Perhaps the key to the Bhutanese' reputed happiness is a languid pace. This film oozes along, allowing plenty of time to consider how their culture shapes characters and situations in ways quite different from Western cultures. This, along with the glimpses into Bhutan daily life, mythology, and gender roles/relations, captivates the viewer.
An Oriental take on a traditional Western detective story about corruption. While I appreciate Dechen Roder’s ambitious endeavor to get Western people more exposed to the culture and traditions of her native land, I can’t say that the story was original enough to keep me involved. The acting and setting are brilliant, but the story feels safe, westernized, “abridged” for the taste of the European festival audience.
He's a detective. She's a little crazy. "And then the nuns turned into pigs." He's trying to help her, because she's the main suspect in a murder that may or may not have happened. Did I mention she's a little crazy? "And she turned into a rainbow." But it's another case of bewitched, bothered and bewildered. Because she's also very beautiful. Ultimately it's about saving the environment. Which is good.

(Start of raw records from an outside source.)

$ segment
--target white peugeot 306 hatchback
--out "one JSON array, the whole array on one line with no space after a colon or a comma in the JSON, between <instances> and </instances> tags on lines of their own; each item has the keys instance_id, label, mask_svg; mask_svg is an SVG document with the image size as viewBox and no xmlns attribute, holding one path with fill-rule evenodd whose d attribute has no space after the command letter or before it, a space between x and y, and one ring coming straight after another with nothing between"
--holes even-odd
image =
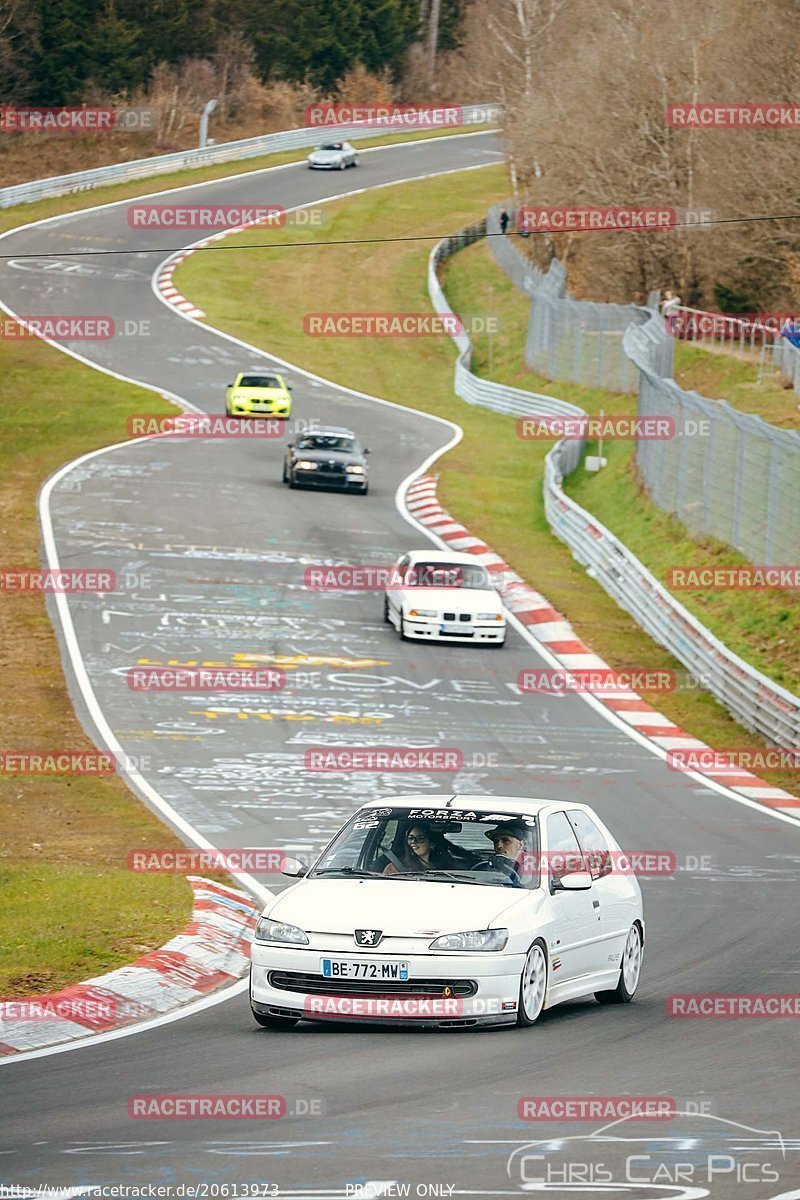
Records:
<instances>
[{"instance_id":1,"label":"white peugeot 306 hatchback","mask_svg":"<svg viewBox=\"0 0 800 1200\"><path fill-rule=\"evenodd\" d=\"M259 1025L533 1025L627 1004L644 918L630 860L585 804L401 796L364 805L258 921Z\"/></svg>"}]
</instances>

An extremely disappointing film marked by many weaknesses. These stem from the monolithic acting, the procrastinated pauses and glances in shots devoid of indexical value; the same goes for the location shooting which captures the misty landscape divorced from the sacred mysticism to which the film alludes. Thus, the opposition between tradition and modernity suffers from a long and rhythmically languorous narrative.
The way it began among misty mountains and forests of Bhutan with supernatural and folk influences was very promising. Unfortunately it has become rather trivial detective story with imperfect script and really dull dialogues.
It's not perfect, some of the transitions between magic realism and crime thriller are clunky - but this film drew me in! I preferred the rural scenes, here the cinematography and soundtrack are a treat. Considering this is Roder's debut feature, it's very good and I look forward to seeing what she does next.